A new version of the Triada trojan has been discovered preinstalled on thousands of Android devices, giving cybercriminals the ability to steal data as soon as the devices are set up. According to Kaspersky researchers, this malware campaign has primarily targeted Russian users, with at least 2,600 infections reported between March 13 and 27, 2025. These infections were identified through Kaspersky's mobile protection tools.
Triada was found on fake versions of popular smartphone models sold online at lower prices. These low-cost devices attract unsuspecting buyers who may not realize they are purchasing compromised products. The malware was first discovered in 2016 and has changed over time. It now hides in Android phone firmware. This makes it a constant threat because you cannot remove it unless you reflash the device's software, as reported by Bleeping Computer.
The latest version of Triada is very hard to detect. It hides itself in the Android system and copies itself into all the processes on the phone. The malware can steal accounts from messaging and social media apps, intercept and manipulate SMS messages, hijack cryptocurrency transactions by replacing wallet addresses, track browsing activity to redirect links, and spoof phone numbers during calls to reroute conversations. Not just this, but it also allows premium SMS services to charge users for paid services without getting their approval, and it allows users to download and run extra apps from a distance.

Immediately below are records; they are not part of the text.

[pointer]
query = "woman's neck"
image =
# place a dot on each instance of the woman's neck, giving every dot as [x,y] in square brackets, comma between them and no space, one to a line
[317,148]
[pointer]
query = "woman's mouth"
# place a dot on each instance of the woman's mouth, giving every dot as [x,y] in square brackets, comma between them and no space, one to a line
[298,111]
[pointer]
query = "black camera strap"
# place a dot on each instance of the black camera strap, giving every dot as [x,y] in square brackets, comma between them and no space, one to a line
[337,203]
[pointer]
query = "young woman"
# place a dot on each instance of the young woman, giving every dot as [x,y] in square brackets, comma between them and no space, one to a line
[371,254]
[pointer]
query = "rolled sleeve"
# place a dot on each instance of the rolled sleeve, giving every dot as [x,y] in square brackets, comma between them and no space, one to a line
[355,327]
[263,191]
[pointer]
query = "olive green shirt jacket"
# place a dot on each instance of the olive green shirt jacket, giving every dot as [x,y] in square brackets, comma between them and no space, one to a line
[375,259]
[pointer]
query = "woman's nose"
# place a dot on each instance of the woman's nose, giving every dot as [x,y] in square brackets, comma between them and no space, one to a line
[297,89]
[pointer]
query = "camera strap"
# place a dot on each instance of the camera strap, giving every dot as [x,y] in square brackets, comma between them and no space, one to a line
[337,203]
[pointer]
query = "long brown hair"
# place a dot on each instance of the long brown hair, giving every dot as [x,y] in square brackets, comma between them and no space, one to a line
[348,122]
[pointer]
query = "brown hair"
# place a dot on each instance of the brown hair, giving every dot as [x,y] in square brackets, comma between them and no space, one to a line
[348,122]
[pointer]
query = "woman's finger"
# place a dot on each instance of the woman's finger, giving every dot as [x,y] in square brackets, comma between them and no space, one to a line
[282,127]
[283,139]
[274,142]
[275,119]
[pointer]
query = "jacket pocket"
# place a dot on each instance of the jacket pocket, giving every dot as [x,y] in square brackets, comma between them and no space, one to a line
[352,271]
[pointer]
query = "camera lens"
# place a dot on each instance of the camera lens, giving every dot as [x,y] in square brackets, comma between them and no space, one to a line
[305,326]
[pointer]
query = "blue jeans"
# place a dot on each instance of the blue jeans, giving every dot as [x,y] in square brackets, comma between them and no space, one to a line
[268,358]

Kaspersky's analysis shows that this version of Triada has already stolen at least $270,000 worth of cryptocurrency. Some transactions involve Monero, a difficult-to-trace kind of cryptocurrency.
The researchers think the infection is a supply chain attack. Dmitry Kalinin from Kaspersky says Triada is in smartphone firmware before users get the devices. He also says retailers may not know they're selling phones with malware.
To reduce the risk of falling victim to such threats, experts recommend purchasing smartphones only from authorized distributors.